The effective viable cell counts of the liquid microbial fertilizers prepared in examples 1-8 were periodically tested, and the results are shown in table 1.
TABLE 1 tracking and detecting table for effective viable count of microbial fertilizer
| 30d(109cfu/mL) | 60d(109cfu/mL) | 90d(109cfu/mL) | |
| Example 1 | 5.1 | 24.6 | 24.2 |
| Example 2 | 6.6 | 37.3 | 37.5 |
| Example 3 | 5.5 | 26.5 | 26.8 |
| Example 4 | 6.2 | 36.1 | 35.9 |
| Example 5 | 7.9 | 35.9 | 35.0 |
| Example 6 | 7.1 | 32.7 | 32.6 |
| Example 7 | 6.9 | 33.7 | 32.6 |
| Example 8 | 7.5 | 35.6 | 35.1 |
As can be seen from the results in Table 1, the liquid microbial fertilizer prepared by the method has a qualified shelf life, and the number of effective viable bacteria in the preservation process is greatly increased. The effective viable count is used as a key core technical index of the microbial fertilizer, and determines the application effect of the microbial fertilizer product. The method of the invention not only can stabilize the effective viable count in the period of validity, but also can greatly increase the effective viable count.
Application example 1
The indoor pot experiment is set to 3 treatments, repeated for 3 times, and the area of the experiment cell is 1m2。
Design of experiments
Processing one: conventional fertilizer application (applying 2% soil weight organic fertilizer)

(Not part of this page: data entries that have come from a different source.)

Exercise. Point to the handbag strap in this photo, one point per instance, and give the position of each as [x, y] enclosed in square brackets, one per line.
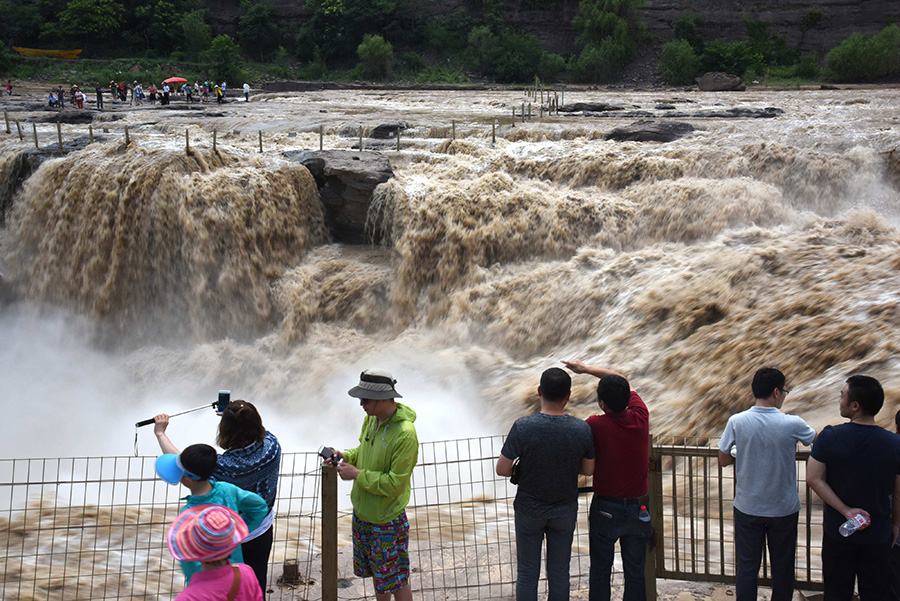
[235, 583]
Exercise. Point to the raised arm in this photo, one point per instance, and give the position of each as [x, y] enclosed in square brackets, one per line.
[580, 367]
[815, 477]
[160, 423]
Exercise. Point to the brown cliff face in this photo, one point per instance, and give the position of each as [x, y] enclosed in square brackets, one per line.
[723, 18]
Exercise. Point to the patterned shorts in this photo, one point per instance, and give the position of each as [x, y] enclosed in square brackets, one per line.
[382, 552]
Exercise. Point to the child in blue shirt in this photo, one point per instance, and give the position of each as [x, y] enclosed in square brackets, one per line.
[194, 467]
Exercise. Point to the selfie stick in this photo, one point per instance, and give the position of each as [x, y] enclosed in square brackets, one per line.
[219, 406]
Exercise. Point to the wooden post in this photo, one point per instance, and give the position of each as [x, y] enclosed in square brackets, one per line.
[329, 534]
[655, 551]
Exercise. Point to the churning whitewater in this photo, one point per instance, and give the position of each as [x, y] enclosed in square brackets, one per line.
[686, 265]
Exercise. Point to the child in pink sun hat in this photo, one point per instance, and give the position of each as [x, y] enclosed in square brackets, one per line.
[208, 534]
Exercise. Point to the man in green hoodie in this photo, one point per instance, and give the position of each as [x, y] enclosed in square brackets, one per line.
[380, 468]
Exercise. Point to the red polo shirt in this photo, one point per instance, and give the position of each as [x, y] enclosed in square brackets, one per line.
[622, 447]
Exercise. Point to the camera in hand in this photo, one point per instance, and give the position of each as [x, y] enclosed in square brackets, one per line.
[328, 454]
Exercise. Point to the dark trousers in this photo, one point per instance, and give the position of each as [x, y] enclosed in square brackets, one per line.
[610, 522]
[895, 573]
[844, 562]
[530, 535]
[256, 555]
[751, 532]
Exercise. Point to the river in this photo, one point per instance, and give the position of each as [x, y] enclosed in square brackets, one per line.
[149, 278]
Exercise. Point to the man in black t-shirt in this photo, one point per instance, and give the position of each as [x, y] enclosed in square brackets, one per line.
[855, 469]
[552, 448]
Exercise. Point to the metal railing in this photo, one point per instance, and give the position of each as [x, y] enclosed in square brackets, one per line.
[94, 528]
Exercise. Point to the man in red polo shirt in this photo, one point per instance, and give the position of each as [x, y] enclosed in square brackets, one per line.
[619, 506]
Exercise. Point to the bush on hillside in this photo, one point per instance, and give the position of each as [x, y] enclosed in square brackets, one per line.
[730, 57]
[678, 64]
[376, 56]
[866, 58]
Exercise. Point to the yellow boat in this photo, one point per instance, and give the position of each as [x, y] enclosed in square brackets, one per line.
[67, 54]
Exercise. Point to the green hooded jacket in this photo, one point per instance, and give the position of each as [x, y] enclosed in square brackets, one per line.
[386, 456]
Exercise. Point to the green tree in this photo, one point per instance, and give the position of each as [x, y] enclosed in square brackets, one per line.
[224, 59]
[91, 20]
[608, 32]
[195, 33]
[158, 23]
[258, 29]
[376, 56]
[866, 58]
[678, 64]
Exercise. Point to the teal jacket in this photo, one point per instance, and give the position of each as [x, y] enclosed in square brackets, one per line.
[249, 505]
[386, 460]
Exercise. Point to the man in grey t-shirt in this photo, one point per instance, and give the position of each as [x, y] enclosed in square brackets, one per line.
[552, 448]
[766, 504]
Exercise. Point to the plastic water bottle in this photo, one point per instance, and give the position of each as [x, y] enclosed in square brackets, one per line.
[853, 524]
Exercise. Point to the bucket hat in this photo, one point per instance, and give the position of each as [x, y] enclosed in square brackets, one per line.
[375, 384]
[205, 533]
[169, 468]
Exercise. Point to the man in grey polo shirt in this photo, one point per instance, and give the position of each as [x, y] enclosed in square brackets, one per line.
[552, 448]
[766, 504]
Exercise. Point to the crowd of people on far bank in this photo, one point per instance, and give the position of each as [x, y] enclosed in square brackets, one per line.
[135, 94]
[854, 468]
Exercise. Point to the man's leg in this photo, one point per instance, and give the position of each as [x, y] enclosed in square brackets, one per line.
[529, 539]
[602, 535]
[633, 544]
[560, 532]
[749, 536]
[781, 535]
[895, 573]
[838, 569]
[873, 572]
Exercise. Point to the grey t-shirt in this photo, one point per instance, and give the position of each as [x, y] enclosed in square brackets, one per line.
[765, 469]
[550, 449]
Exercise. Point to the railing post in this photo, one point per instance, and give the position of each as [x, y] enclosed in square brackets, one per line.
[329, 533]
[656, 547]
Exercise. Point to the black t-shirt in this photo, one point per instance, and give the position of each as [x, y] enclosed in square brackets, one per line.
[550, 450]
[861, 466]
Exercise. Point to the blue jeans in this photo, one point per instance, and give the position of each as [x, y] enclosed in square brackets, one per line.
[750, 534]
[530, 534]
[611, 522]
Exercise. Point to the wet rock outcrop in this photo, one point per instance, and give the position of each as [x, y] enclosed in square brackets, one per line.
[346, 180]
[650, 131]
[720, 82]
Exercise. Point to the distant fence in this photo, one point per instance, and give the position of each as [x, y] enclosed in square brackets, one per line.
[94, 528]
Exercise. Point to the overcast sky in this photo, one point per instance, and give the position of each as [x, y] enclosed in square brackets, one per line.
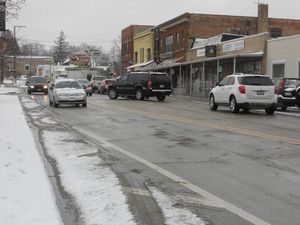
[99, 22]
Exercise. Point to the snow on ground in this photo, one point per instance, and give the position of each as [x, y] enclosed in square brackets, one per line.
[25, 193]
[26, 196]
[173, 215]
[8, 90]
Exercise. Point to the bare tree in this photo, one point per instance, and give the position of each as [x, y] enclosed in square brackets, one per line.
[13, 7]
[60, 49]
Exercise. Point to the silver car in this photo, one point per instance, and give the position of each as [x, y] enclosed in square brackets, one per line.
[66, 91]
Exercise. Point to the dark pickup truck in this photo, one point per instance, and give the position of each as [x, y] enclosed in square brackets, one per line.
[141, 85]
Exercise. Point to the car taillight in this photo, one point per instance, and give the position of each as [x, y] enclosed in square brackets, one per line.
[149, 84]
[242, 89]
[281, 83]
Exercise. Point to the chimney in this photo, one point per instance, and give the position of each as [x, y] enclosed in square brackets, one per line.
[263, 18]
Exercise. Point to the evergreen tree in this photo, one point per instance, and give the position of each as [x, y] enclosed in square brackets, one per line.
[60, 49]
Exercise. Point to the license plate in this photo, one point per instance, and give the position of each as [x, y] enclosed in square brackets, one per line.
[260, 92]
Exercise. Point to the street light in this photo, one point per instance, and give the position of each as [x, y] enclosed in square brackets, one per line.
[15, 50]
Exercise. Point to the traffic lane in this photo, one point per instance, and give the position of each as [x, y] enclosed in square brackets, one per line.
[253, 174]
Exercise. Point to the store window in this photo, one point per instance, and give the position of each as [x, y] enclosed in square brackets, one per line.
[135, 57]
[141, 55]
[169, 43]
[278, 70]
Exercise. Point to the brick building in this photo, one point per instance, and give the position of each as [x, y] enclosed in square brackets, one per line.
[177, 34]
[127, 42]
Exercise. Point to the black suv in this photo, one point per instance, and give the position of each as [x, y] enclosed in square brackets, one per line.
[37, 83]
[141, 85]
[287, 88]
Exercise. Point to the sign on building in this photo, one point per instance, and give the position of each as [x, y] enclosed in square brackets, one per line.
[211, 51]
[156, 35]
[2, 15]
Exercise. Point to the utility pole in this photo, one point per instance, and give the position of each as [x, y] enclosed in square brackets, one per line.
[15, 50]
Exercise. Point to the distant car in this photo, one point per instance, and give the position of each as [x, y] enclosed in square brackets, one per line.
[246, 91]
[66, 91]
[104, 85]
[287, 88]
[95, 82]
[141, 85]
[86, 85]
[37, 84]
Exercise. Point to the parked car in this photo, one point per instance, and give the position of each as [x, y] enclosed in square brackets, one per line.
[141, 85]
[37, 84]
[86, 85]
[104, 85]
[66, 91]
[287, 88]
[246, 91]
[95, 82]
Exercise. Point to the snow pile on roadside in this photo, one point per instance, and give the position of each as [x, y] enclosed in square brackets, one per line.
[95, 187]
[25, 193]
[174, 216]
[8, 90]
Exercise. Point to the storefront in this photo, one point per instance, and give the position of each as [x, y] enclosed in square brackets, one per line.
[201, 73]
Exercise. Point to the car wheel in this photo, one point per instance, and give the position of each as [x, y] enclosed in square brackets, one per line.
[212, 104]
[233, 105]
[112, 94]
[246, 110]
[139, 94]
[161, 97]
[270, 110]
[283, 107]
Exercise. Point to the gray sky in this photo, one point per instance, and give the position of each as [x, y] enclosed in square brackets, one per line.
[99, 22]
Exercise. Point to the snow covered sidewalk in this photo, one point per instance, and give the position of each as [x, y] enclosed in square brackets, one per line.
[26, 196]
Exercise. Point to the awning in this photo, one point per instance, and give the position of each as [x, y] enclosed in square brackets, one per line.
[135, 66]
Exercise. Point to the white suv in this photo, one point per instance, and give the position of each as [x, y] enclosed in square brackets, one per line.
[244, 91]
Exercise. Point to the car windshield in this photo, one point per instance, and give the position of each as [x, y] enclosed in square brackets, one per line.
[68, 84]
[83, 81]
[98, 78]
[38, 80]
[255, 80]
[292, 83]
[160, 77]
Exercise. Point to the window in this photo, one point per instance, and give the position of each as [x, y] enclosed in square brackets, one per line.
[178, 41]
[27, 67]
[135, 57]
[141, 55]
[224, 81]
[278, 70]
[169, 43]
[148, 54]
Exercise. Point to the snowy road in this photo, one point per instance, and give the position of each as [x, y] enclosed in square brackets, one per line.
[132, 162]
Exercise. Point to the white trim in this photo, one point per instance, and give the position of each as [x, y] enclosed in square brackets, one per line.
[283, 61]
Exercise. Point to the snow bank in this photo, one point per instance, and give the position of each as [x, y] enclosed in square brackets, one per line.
[25, 193]
[95, 187]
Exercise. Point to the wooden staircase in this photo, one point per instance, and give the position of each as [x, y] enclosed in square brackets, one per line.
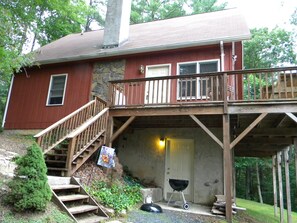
[67, 145]
[71, 197]
[70, 142]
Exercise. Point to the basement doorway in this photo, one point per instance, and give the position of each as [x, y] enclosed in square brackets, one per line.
[179, 164]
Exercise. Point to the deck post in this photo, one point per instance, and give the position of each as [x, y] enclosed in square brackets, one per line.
[274, 184]
[280, 186]
[295, 147]
[288, 191]
[227, 167]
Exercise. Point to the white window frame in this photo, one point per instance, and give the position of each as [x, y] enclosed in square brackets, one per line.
[197, 93]
[50, 88]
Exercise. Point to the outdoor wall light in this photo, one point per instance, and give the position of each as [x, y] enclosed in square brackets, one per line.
[141, 69]
[162, 142]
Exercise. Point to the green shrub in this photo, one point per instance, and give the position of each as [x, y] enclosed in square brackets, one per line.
[29, 187]
[117, 196]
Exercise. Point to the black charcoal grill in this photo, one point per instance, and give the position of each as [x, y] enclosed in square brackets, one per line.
[179, 186]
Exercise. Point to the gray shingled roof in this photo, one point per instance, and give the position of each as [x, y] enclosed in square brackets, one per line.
[188, 31]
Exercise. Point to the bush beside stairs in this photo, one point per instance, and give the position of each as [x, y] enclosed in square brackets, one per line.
[72, 198]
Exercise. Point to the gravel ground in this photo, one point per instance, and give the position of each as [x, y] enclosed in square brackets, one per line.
[138, 216]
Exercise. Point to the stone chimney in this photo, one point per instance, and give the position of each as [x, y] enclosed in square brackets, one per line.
[117, 22]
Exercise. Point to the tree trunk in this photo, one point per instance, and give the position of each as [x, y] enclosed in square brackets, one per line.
[258, 184]
[247, 182]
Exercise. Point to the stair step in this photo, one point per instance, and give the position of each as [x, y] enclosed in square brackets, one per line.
[55, 155]
[73, 197]
[57, 168]
[64, 187]
[61, 148]
[82, 209]
[91, 219]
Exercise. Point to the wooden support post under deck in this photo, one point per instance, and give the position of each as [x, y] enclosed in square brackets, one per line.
[70, 154]
[227, 167]
[274, 184]
[280, 186]
[288, 191]
[122, 128]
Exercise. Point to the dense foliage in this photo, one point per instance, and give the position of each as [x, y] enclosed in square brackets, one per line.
[146, 11]
[269, 48]
[117, 196]
[29, 190]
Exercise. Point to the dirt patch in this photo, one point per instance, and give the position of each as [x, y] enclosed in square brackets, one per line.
[15, 143]
[90, 172]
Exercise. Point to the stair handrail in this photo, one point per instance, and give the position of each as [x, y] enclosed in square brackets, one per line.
[57, 132]
[85, 136]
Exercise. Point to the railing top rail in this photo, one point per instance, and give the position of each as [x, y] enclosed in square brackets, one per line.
[63, 120]
[87, 124]
[235, 72]
[101, 100]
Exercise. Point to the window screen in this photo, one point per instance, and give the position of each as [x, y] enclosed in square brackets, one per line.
[187, 87]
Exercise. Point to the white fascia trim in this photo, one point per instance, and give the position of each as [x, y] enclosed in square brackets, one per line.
[7, 101]
[121, 52]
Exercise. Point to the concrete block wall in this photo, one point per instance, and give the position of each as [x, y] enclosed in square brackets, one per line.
[139, 150]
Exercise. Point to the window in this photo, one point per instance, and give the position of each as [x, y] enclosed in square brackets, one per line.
[189, 88]
[57, 89]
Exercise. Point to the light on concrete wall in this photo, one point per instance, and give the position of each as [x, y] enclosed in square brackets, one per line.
[162, 142]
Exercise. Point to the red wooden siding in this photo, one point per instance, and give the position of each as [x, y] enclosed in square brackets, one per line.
[27, 108]
[174, 57]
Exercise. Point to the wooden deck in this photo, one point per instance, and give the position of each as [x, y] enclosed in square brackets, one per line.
[261, 114]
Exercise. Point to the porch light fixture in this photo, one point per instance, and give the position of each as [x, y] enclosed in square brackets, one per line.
[162, 142]
[141, 69]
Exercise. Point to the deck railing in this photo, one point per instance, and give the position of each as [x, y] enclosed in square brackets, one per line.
[56, 133]
[241, 85]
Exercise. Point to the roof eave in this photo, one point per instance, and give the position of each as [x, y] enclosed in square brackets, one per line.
[120, 52]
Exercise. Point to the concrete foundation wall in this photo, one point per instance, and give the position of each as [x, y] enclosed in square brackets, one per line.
[139, 150]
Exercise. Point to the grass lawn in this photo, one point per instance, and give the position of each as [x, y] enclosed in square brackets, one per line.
[261, 212]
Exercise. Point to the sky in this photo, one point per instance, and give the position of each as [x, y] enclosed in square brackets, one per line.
[265, 13]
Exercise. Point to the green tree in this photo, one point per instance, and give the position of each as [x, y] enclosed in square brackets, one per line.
[22, 21]
[146, 11]
[29, 187]
[268, 49]
[294, 18]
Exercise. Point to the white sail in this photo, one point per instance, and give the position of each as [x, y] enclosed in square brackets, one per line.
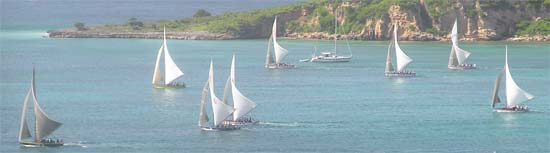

And (5) processing: conventional fertilization + substrate (test microbial inoculum microwave inactivation)
And (3) treatment III: conventional fertilization + test fertilizer (fertilizer prepared in example 1)
Test method
1. Selecting vegetable garden soil, sieving, and removing large particles for later use;
2. calculating the soil dosage, adding an organic fertilizer accounting for 2% of the soil weight, and uniformly stirring;
3. the soil was divided into three equal parts and used as the soil for three treatment tests.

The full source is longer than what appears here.